# Teaching MMA as Muay Thai



## Hal Carleton (Aug 31, 2011)

I recently took a free class at a MMA/Muay Thai/BJJ gym and the instructor seemed to be teaching a MMA variant of Muay Thai. The stance was closer to that of a boxer, keeping elbows in and hands close to the face. This is different from what I have seen in pure Muay thai fights and training.

Being new to Muay thai I am unsure what to think about this. Is this common in the states(or elsewhere)? Should avoid this style of Muay thai and look for something more traditional or will I be ok learning this MMA type of Muay thai?

I would like to say that I do respect the instructor as an MMA fighter and instructor. I just have little to no interest in fighting MMA myself.


----------



## Cyriacus (Aug 31, 2011)

MMA is Mixed Martial Arts. It means they dont teach things purely, they blend using those Bases.

If you want "Pure" MT, go get it. Just dont forget that variations arent always bad.

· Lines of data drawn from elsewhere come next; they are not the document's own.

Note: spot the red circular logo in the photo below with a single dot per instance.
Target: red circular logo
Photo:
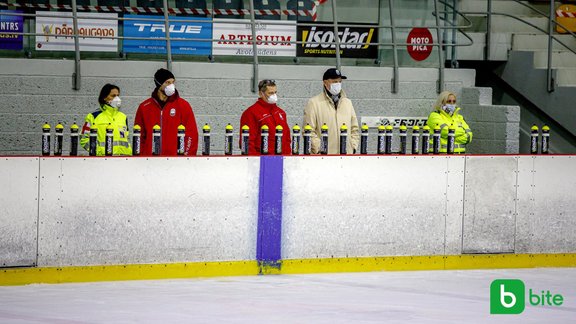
(418, 40)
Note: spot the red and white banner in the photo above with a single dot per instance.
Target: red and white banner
(58, 32)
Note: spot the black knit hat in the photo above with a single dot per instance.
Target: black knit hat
(333, 74)
(161, 76)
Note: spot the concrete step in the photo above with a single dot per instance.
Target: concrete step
(540, 42)
(501, 44)
(504, 24)
(566, 77)
(504, 6)
(511, 25)
(560, 60)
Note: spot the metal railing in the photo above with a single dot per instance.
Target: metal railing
(552, 24)
(394, 44)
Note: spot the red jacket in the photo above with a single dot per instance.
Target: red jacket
(263, 113)
(176, 112)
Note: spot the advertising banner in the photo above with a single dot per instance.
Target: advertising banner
(63, 31)
(375, 121)
(198, 33)
(11, 24)
(353, 41)
(271, 39)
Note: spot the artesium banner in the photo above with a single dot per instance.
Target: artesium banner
(271, 39)
(198, 35)
(353, 41)
(58, 32)
(11, 24)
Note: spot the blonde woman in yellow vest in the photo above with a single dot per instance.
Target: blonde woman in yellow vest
(445, 114)
(108, 114)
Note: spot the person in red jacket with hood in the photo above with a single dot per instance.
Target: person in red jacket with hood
(168, 110)
(266, 112)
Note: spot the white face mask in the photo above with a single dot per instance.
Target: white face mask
(272, 99)
(335, 88)
(449, 108)
(170, 90)
(116, 102)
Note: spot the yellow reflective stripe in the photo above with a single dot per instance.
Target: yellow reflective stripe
(115, 143)
(456, 146)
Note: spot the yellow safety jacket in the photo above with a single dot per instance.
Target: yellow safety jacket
(462, 136)
(107, 115)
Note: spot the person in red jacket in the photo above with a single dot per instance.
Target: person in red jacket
(265, 112)
(168, 110)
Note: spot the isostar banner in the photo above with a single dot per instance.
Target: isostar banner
(353, 41)
(271, 39)
(58, 32)
(198, 35)
(11, 24)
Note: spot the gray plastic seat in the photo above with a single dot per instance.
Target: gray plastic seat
(267, 5)
(229, 4)
(150, 3)
(300, 5)
(194, 4)
(114, 3)
(69, 2)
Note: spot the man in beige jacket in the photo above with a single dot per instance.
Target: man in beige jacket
(333, 108)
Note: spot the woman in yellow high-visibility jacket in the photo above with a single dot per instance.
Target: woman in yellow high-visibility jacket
(108, 114)
(445, 114)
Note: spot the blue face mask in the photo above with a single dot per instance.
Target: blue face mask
(449, 108)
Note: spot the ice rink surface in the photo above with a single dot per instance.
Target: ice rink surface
(374, 297)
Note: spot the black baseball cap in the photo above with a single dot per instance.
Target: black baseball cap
(333, 74)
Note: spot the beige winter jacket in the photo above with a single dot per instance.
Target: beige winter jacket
(319, 110)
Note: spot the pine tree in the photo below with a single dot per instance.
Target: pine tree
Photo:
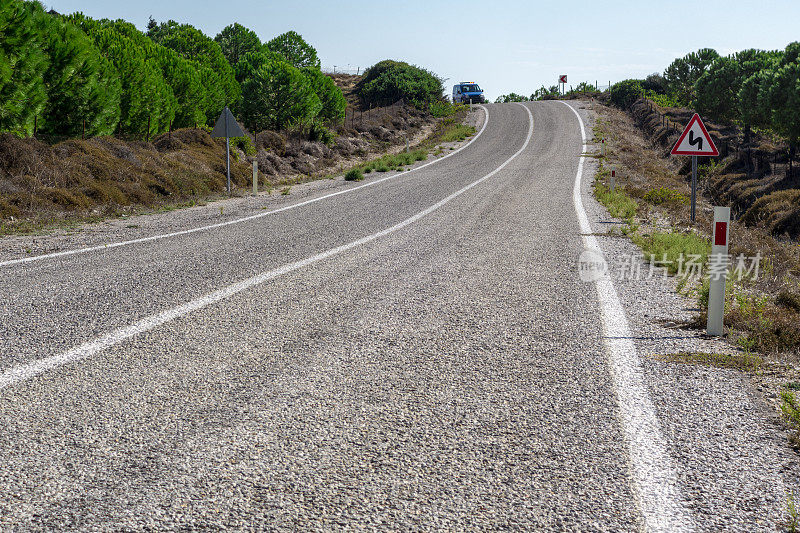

And REMEMBER: In MT, theres less Grappling, and less Variants. The Stance NEEDS to be different to Accomodate for that. You dont go to an MMA Gym to learn MT. You go to an MMA Gym, and you learn their Techniques which function on Bases. All the Strikes will be MT, or MT Variants. The Stance is probably a stance with one hand near the Ear and the other near the Chin. Thats how it works.

And if you dont want to Fight MMA, why go to an MMA Gym, to learn MT?


----------



## Hal Carleton (Aug 31, 2011)

Cyriacus said:


> MMA is Mixed Martial Arts. It means they dont teach things purely, they blend using those Bases.
> 
> If you want "Pure" MT, go get it. Just dont forget that variations arent always bad.


 
I realize that it isn't bad, and didn't mean to give that impression. It is just not what I'm looking for.

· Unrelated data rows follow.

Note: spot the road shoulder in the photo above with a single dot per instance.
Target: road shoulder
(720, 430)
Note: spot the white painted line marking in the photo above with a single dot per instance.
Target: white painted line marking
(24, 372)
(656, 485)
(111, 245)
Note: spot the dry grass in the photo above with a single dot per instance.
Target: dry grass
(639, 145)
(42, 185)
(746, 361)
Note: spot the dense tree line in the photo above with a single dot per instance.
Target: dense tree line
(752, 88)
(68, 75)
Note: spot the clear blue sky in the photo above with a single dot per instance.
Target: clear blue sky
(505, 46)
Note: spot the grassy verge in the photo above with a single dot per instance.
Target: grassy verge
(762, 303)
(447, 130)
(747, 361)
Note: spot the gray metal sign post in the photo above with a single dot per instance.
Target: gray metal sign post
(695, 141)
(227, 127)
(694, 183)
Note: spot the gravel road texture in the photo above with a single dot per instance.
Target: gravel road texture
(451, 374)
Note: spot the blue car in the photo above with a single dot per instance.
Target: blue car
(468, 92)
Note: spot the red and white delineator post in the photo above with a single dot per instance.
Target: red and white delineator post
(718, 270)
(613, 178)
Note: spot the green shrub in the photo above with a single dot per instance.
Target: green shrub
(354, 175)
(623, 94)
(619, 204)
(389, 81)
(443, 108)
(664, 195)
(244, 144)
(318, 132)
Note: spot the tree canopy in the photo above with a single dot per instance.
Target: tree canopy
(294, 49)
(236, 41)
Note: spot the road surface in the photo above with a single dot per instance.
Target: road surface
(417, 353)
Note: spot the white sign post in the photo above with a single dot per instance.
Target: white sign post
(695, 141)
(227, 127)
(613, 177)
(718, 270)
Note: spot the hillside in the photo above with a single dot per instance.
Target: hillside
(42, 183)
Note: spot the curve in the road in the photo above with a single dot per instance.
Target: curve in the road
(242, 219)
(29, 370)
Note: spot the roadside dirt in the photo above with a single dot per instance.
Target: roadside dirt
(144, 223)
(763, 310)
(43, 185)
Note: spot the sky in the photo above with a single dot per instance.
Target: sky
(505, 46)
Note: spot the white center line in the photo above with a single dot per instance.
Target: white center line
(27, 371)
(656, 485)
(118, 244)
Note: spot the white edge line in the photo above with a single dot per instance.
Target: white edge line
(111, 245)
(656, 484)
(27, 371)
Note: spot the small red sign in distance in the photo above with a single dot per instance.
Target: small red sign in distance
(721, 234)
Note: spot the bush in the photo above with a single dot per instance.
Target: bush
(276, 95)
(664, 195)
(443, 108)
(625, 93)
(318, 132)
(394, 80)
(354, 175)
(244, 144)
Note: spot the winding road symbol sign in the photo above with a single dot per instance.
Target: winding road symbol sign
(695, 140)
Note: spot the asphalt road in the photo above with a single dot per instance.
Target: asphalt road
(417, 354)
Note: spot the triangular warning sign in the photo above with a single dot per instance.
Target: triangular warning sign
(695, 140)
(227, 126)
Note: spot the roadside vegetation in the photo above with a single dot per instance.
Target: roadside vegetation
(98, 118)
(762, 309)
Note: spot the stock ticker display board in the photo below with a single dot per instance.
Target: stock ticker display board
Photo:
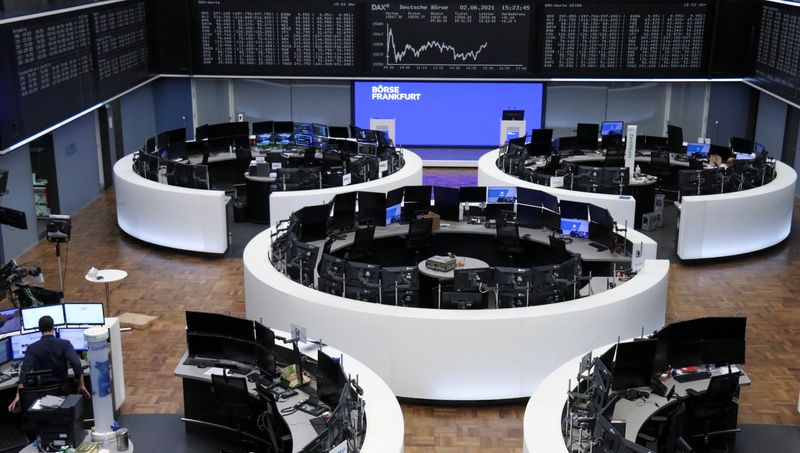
(247, 37)
(450, 38)
(625, 39)
(777, 65)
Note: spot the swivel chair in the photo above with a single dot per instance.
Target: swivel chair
(420, 232)
(508, 240)
(362, 244)
(715, 410)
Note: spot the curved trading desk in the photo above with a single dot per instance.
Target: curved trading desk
(729, 224)
(621, 207)
(384, 419)
(282, 204)
(456, 355)
(171, 216)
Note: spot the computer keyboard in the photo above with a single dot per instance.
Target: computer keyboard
(319, 424)
(691, 377)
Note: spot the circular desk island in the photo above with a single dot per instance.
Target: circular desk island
(456, 355)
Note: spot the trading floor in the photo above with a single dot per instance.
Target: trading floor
(165, 283)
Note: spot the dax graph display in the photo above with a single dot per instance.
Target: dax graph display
(453, 38)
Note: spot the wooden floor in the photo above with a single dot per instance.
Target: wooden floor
(764, 287)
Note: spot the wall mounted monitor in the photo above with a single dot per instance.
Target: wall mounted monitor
(472, 109)
(30, 316)
(501, 195)
(472, 194)
(75, 336)
(611, 128)
(699, 150)
(84, 313)
(11, 320)
(20, 343)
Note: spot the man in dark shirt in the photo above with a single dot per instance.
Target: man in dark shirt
(50, 353)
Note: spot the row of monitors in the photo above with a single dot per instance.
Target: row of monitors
(217, 336)
(535, 209)
(18, 319)
(14, 347)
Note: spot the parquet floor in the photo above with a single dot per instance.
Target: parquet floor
(764, 287)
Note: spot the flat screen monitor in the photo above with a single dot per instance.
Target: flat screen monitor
(11, 321)
(84, 313)
(501, 195)
(30, 316)
(611, 128)
(5, 351)
(446, 202)
(393, 214)
(75, 336)
(634, 364)
(699, 150)
(265, 350)
(574, 210)
(576, 228)
(529, 216)
(472, 194)
(20, 343)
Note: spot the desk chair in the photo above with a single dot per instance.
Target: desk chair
(716, 407)
(232, 401)
(508, 240)
(362, 244)
(420, 232)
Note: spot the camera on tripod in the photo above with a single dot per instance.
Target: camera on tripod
(59, 228)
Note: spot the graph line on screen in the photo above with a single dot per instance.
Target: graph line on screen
(391, 49)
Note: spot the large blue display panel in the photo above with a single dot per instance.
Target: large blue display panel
(446, 113)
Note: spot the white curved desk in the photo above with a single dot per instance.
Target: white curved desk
(282, 204)
(621, 207)
(729, 224)
(456, 355)
(176, 217)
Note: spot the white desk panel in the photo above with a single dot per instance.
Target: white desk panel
(282, 204)
(457, 355)
(176, 217)
(621, 208)
(729, 224)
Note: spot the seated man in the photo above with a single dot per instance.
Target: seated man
(50, 353)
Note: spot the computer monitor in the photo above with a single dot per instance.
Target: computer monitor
(471, 194)
(458, 300)
(446, 202)
(371, 208)
(5, 351)
(501, 195)
(576, 228)
(330, 379)
(699, 150)
(363, 274)
(84, 313)
(473, 279)
(20, 343)
(75, 336)
(634, 364)
(30, 316)
(11, 321)
(265, 349)
(529, 216)
(611, 128)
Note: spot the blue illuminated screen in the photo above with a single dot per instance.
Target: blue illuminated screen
(575, 228)
(501, 195)
(446, 113)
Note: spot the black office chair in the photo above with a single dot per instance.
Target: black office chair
(420, 232)
(508, 240)
(233, 402)
(714, 411)
(362, 244)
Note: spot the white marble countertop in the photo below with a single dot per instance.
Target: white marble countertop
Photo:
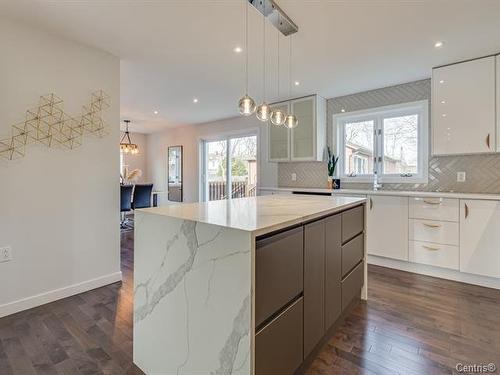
(429, 194)
(259, 215)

As far as going and getting it, I don't know of any gyms that teach traditional Muay thai in my area. I would love to go to Thailand and train but life gets in the way. I am saving to be able to go and hope to be able to do so by 2013.

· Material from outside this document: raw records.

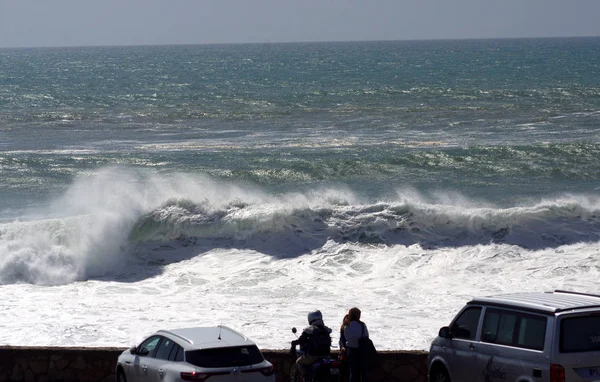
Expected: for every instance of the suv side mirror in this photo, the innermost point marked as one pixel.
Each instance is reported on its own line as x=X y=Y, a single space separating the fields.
x=445 y=332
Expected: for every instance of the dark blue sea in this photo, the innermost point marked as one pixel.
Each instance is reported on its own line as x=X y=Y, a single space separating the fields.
x=474 y=164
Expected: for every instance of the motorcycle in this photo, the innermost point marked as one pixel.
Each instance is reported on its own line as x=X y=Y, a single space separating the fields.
x=326 y=369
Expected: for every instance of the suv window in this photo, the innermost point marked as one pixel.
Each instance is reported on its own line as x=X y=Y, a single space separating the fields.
x=512 y=328
x=150 y=344
x=465 y=325
x=224 y=357
x=580 y=334
x=164 y=349
x=176 y=354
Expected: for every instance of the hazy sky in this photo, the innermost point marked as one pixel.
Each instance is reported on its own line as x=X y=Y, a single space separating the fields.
x=25 y=23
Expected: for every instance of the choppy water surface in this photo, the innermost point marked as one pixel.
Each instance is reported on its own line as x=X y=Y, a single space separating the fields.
x=151 y=187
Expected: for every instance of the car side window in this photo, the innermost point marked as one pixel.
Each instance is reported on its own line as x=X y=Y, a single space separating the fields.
x=176 y=354
x=512 y=328
x=150 y=344
x=532 y=332
x=164 y=349
x=465 y=325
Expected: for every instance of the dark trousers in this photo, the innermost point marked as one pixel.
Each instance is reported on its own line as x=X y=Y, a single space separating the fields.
x=358 y=371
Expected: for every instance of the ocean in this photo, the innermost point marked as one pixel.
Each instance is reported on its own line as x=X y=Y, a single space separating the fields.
x=155 y=187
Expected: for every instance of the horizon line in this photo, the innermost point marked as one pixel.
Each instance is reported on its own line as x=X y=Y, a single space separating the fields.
x=298 y=42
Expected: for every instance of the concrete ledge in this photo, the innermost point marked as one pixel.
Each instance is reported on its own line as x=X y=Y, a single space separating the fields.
x=60 y=364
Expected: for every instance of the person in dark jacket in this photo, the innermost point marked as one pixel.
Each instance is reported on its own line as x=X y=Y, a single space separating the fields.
x=315 y=342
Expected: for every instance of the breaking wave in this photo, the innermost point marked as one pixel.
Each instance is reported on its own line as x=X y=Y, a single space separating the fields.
x=111 y=221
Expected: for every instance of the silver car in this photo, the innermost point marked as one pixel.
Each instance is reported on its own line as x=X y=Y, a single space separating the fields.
x=522 y=337
x=218 y=354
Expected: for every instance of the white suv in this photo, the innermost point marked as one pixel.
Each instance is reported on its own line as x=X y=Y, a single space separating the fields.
x=194 y=354
x=522 y=337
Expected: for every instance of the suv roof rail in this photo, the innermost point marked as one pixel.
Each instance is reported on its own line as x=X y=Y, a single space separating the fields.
x=577 y=293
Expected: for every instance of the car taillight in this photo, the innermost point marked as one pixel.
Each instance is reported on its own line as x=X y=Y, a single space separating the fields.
x=267 y=371
x=194 y=376
x=557 y=373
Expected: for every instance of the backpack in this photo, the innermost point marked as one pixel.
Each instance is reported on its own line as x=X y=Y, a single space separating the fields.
x=366 y=350
x=319 y=342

Anyways, if my goal is to train and fight traditional Muay thai would it be better to train MMA style Muay thai until I am able to train traditional, or would it better to focus on fitness and conditioning until I have the opportunity to train traditional
Muay thai?


----------



## Cyriacus (Aug 31, 2011)

Hal Carleton said:


> I realize that it isn't bad, and didn't mean to give that impression. It is just not what I'm looking for.
> 
> As far as going and getting it, I don't know of any gyms that teach traditional Muay thai in my area. I would love to go to Thailand and train but life gets in the way. I am saving to be able to go and hope to be able to do so by 2013.
> 
> ...



Think of it this way: The Techniques will be MT based. In order for them to be MT based, the Teacher needs to know MT. You could ask him if he could show you the "Clean" MT Variants for your own Preference. The Stance is something else you could learn - And if the MT Stances causes you to get MMA'd into Submission, it was your choice to use it, so i dont see why he wouldnt show it.
So by all means - Get the Conditioning, Cardio, and Retrospect. And youll find it easier to learn Base MT if you ever get a chance.


----------



## Tez3 (Aug 31, 2011)

In MMA we tend to say 'stand up' for all striking obviously standing and 'groundwork' for all the grappling/judo/BJJ stuff, rarely if ever is it MT as such, it will be a mixture of MT, boxing, TKD and karate plus any other styles strikes that work for the person training. The mixture will depend on what suits the person training as far as body size etc goes.
We send out fighters out to Thailand to train at Fairtex and they don't have any problem training MT out there, MMA people are nothing if not adaptable!


----------



## MTguy (Jun 20, 2022)

Hand position in Muay Thai vary with the fighter. The dutch keep more of a boxing type guard. The thais have more of an open guard because of clinching and catching kicks. More boxing type fighters often are able to batter thais because of this difference. People like Buakaw and now Superbonn and other you see in ONE ahd improved their boxing.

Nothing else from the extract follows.